企業の方向性をイメージすること

企業のビジネスをいかにして拡大するかは経営者にとって頭の痛い問題ですが、手っ取り早い方法として他社を買収するといういわゆるM&Aを行うことが考えられます。もっとも、何も考えずにほかの会社を買えばよいというほど単純な話ではなく、ポイントは買収対象となる会社がいかに自社とシナジーを生み出せるかという点をあらかじめイメージしておくという点にあります。
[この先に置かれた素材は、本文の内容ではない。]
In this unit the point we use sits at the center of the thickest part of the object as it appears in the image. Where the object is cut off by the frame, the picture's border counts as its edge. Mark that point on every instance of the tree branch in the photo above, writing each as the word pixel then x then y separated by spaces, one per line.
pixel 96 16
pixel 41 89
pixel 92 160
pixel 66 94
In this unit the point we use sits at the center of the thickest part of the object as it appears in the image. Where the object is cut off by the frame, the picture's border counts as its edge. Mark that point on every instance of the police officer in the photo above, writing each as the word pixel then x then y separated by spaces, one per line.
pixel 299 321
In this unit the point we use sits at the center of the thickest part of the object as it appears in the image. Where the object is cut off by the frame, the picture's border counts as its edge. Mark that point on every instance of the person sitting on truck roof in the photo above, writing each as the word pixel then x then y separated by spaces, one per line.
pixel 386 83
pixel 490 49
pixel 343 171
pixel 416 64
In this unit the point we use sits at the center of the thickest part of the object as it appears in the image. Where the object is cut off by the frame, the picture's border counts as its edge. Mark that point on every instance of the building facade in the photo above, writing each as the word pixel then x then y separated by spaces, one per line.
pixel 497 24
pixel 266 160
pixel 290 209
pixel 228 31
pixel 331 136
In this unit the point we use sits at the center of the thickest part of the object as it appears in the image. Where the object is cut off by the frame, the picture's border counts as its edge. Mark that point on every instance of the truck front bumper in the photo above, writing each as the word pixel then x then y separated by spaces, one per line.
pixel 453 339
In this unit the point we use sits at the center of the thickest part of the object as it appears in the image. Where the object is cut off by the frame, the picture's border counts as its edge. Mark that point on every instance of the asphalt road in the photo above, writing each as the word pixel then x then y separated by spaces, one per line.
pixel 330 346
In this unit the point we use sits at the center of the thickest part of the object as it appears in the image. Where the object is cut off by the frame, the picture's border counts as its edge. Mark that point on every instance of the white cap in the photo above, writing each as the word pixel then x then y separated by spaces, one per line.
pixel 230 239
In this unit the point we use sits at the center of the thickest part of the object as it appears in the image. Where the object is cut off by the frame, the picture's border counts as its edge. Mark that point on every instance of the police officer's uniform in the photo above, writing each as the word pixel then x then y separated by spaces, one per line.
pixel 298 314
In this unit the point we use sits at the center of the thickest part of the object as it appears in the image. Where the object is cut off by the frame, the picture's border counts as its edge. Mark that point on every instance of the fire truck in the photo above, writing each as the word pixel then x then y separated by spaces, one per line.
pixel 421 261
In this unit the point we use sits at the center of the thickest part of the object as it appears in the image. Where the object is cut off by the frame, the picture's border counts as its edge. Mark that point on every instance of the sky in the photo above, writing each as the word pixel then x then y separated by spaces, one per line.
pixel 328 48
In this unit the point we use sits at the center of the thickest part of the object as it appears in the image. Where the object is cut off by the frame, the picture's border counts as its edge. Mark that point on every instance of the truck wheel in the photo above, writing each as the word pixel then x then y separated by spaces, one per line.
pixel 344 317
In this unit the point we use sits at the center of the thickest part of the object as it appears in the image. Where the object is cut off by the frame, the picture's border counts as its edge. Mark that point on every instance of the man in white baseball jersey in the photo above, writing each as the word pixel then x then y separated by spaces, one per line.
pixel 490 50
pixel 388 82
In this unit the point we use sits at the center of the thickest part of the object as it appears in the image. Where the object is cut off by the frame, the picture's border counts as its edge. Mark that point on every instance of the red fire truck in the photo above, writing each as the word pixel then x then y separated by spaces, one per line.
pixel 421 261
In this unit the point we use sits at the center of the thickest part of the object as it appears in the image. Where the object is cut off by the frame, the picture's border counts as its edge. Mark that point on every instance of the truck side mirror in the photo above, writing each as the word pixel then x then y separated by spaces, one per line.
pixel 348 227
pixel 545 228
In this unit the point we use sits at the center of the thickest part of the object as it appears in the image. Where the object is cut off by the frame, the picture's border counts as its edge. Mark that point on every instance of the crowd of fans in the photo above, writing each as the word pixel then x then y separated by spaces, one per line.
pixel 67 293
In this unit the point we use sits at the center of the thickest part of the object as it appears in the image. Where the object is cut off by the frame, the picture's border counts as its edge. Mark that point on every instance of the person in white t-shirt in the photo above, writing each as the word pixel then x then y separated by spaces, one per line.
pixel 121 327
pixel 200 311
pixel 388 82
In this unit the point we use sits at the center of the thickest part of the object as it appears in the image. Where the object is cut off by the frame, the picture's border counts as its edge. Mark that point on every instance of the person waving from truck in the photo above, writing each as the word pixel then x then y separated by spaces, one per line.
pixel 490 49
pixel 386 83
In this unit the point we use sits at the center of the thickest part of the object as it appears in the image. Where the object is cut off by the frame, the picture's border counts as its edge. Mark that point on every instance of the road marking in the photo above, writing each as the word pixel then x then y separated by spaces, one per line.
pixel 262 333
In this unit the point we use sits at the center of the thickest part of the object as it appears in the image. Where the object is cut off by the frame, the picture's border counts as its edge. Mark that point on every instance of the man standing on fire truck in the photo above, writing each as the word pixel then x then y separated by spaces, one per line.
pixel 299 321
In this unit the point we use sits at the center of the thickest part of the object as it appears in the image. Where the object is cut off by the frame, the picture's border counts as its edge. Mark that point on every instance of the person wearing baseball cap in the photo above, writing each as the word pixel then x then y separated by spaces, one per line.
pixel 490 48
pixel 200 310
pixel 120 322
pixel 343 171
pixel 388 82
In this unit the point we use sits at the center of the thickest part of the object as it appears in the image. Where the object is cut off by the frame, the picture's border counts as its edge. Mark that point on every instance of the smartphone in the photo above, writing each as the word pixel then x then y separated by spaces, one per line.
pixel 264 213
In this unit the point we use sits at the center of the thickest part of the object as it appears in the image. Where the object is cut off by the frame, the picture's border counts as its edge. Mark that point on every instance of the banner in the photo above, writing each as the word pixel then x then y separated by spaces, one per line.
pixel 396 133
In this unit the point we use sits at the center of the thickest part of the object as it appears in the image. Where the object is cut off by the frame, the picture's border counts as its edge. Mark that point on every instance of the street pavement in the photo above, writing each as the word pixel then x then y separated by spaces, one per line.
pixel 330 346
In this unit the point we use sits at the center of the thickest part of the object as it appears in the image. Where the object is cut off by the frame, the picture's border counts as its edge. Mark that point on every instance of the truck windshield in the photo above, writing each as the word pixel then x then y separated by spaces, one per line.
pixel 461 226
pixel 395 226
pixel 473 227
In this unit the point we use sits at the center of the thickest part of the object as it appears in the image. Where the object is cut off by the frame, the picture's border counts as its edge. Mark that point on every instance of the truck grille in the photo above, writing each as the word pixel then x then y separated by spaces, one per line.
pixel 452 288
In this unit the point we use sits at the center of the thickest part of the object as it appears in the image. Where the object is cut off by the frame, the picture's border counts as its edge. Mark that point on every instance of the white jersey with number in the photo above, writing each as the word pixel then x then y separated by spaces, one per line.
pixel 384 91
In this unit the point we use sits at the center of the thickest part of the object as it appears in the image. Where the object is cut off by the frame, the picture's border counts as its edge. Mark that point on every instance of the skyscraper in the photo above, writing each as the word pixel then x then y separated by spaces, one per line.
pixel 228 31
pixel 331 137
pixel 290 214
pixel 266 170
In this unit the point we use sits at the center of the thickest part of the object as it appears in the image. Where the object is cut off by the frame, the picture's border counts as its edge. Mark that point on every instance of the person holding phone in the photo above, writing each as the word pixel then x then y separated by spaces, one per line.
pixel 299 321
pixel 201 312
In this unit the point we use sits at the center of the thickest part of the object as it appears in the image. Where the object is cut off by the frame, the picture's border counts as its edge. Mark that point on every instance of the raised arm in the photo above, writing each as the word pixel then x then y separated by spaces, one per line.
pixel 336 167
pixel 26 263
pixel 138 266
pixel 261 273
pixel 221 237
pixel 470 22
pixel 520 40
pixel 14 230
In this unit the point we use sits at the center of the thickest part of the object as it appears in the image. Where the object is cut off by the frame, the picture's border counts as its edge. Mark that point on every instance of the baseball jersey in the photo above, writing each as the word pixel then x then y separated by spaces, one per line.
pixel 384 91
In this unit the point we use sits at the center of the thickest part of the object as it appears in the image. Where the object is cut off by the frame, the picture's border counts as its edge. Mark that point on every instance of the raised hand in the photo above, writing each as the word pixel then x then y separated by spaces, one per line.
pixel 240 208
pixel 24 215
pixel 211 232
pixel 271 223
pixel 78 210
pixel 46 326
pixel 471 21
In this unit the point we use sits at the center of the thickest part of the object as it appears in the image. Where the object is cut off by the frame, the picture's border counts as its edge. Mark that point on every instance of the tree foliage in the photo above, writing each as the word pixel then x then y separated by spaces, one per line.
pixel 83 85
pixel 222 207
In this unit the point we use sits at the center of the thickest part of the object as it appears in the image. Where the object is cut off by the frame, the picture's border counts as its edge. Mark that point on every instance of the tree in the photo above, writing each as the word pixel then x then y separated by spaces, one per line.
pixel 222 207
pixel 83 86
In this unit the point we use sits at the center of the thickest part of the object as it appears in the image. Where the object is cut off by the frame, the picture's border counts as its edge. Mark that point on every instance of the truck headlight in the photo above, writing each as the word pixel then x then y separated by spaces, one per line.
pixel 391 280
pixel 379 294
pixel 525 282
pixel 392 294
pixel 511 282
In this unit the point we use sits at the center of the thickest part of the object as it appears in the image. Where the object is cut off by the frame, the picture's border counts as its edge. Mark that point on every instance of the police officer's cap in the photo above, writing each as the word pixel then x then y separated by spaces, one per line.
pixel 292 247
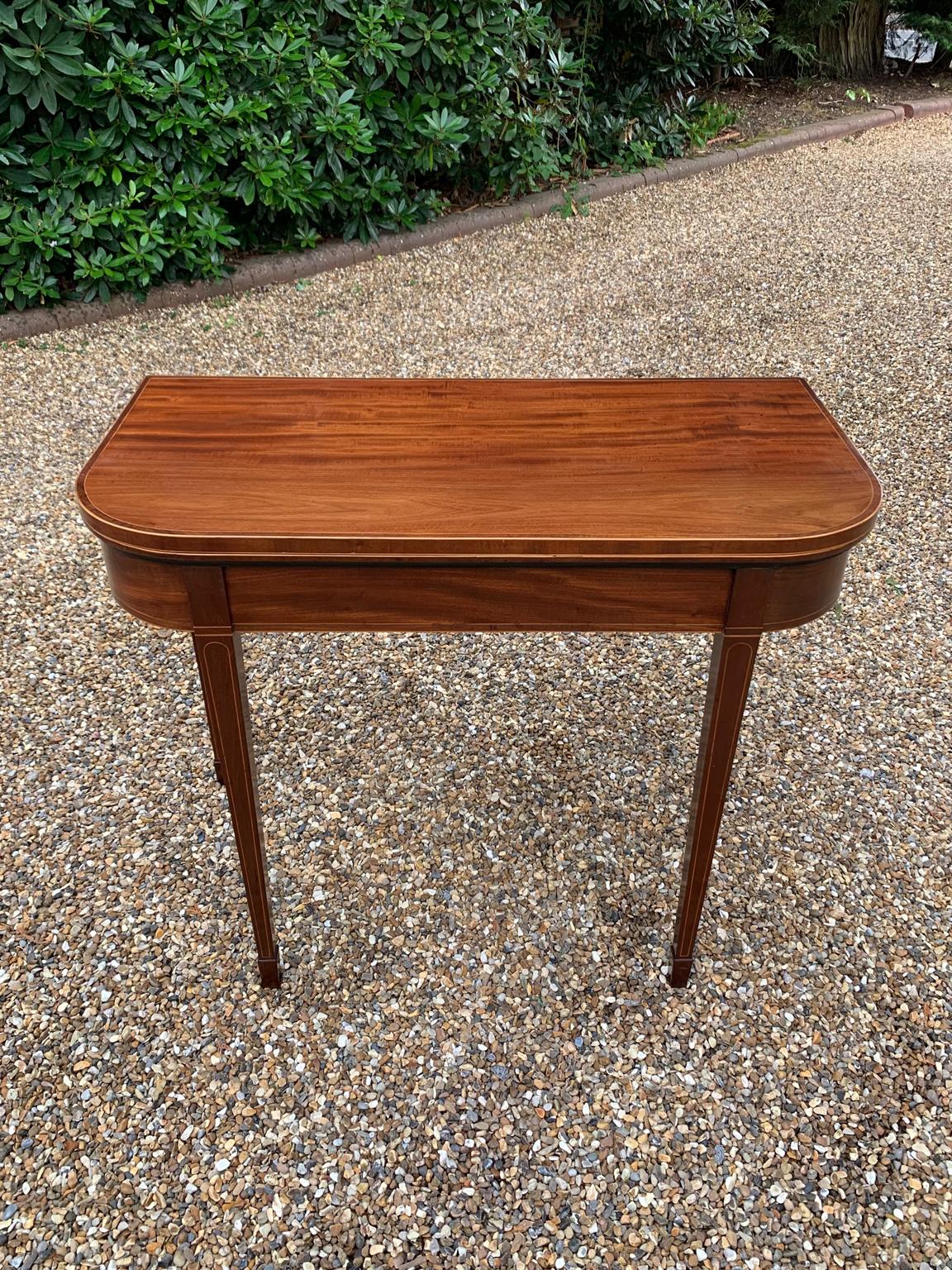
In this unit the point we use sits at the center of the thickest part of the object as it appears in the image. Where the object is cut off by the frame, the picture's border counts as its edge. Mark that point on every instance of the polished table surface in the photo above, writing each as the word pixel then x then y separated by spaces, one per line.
pixel 244 504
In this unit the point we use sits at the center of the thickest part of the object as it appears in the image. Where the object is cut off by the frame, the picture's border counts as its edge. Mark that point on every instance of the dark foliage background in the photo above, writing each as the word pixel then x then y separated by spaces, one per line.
pixel 144 140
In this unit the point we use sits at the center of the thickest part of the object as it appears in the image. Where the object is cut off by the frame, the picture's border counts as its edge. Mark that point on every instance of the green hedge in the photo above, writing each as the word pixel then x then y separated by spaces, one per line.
pixel 145 140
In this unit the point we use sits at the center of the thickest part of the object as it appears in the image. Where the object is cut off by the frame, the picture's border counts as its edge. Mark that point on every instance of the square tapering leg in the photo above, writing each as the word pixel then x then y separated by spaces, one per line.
pixel 729 680
pixel 222 673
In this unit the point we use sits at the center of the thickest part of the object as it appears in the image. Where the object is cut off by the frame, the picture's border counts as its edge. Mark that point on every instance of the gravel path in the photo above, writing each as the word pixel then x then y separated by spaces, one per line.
pixel 475 1059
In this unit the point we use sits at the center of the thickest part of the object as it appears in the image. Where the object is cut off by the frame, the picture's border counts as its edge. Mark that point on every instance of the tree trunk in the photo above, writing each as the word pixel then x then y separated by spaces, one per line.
pixel 852 45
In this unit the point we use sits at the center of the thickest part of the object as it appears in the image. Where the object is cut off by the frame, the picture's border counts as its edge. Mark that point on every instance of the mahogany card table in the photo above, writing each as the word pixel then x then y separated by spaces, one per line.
pixel 291 504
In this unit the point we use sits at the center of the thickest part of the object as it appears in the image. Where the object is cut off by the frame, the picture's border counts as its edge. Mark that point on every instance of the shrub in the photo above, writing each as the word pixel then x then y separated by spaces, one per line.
pixel 145 140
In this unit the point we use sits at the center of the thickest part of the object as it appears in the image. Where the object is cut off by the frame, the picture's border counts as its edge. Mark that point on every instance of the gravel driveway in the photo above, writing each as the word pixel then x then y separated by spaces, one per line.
pixel 475 1058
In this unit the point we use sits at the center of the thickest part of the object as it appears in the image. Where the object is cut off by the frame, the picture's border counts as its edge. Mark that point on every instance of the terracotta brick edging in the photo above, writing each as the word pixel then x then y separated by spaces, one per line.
pixel 263 270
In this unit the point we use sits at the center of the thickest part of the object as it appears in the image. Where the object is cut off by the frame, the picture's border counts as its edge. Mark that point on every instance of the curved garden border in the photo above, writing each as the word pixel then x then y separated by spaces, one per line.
pixel 263 270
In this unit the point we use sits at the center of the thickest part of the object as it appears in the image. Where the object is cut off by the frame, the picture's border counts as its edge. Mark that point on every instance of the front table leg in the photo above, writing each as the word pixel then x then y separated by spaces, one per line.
pixel 729 680
pixel 224 686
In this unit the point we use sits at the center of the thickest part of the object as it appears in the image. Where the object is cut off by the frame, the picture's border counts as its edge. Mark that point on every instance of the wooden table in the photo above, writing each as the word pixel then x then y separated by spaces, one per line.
pixel 289 504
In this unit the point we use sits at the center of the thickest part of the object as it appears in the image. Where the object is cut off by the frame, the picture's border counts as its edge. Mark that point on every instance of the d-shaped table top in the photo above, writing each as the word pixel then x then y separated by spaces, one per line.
pixel 641 470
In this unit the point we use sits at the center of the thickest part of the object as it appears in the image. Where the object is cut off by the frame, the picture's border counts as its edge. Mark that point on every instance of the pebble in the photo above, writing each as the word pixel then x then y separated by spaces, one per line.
pixel 475 841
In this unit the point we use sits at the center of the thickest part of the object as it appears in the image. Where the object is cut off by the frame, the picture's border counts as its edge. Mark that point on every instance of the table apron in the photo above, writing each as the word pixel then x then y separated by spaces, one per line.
pixel 474 597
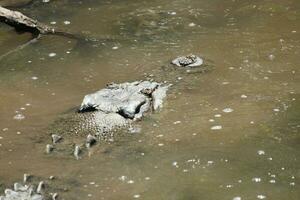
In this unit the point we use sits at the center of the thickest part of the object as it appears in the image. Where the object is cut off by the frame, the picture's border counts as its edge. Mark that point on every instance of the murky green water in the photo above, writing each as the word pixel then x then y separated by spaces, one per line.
pixel 252 49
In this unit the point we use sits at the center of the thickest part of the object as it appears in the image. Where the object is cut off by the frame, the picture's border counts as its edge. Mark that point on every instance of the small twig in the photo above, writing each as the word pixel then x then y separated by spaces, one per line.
pixel 19 48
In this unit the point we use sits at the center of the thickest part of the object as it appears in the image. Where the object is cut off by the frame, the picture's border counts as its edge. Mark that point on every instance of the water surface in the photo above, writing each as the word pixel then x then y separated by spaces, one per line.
pixel 193 148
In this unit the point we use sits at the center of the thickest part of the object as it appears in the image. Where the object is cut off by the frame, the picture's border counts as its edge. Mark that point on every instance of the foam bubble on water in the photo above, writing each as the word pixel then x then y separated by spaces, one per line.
pixel 272 181
pixel 261 152
pixel 175 164
pixel 227 110
pixel 122 178
pixel 260 196
pixel 67 22
pixel 271 57
pixel 256 179
pixel 237 198
pixel 177 122
pixel 19 116
pixel 192 24
pixel 52 54
pixel 217 127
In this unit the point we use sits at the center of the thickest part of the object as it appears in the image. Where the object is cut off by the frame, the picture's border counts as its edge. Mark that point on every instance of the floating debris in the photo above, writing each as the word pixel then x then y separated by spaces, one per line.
pixel 188 61
pixel 77 151
pixel 55 196
pixel 90 140
pixel 40 187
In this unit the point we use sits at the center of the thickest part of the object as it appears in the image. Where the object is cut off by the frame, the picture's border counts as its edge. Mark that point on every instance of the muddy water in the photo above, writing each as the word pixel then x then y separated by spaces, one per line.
pixel 232 131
ビジネス分野がほとんど重複している会社を買収するのであれば規模の経済によって調達コストや販売コストを抑えることができるかもしれませんし、サプライチェーンの川上や川下の会社を手に入れようとする場合には新たなビジネスモデルを作り出すことができる可能性を得ることができるでしょう。シナジー効果によって買収費用を回収してさらに利益を生み出せるかどうかが経営者としての腕の見せ所となります。

M&Aを行うためのプロセスとは

ひとくちにM&Aといっても様々なタイプの案件が存在しますが、もっとも単純なパターンとしては一対一で交渉を行うというものがあります。もっとも、M&Aには税務、会計、法務といった専門分野の知識が要求されますので、一般的には専門家である税理士、会計士、弁護士のサポートを得て行うことが多いです。そのうえで、買収対象の実態を把握するためにデューデリジェンスと言われる調査を行い、そこで発見された問題点を解決するために契約上にいかなる条件を盛り込むべきかを検討して交渉することが重要となります。晴れて条件が合意できれば契約締結となりますが、そこから実際に株式を譲渡するために必要な各種手続きを終わらせて晴れて買収完了となります。

M&Aとは、企業の合併や買収を意味します。買主には会社規模や業務範囲の拡大、既存事業の強化などのメリットがあります。売主にも従業員の雇用の安定や後継者問題の解決など様々なメリットがあります。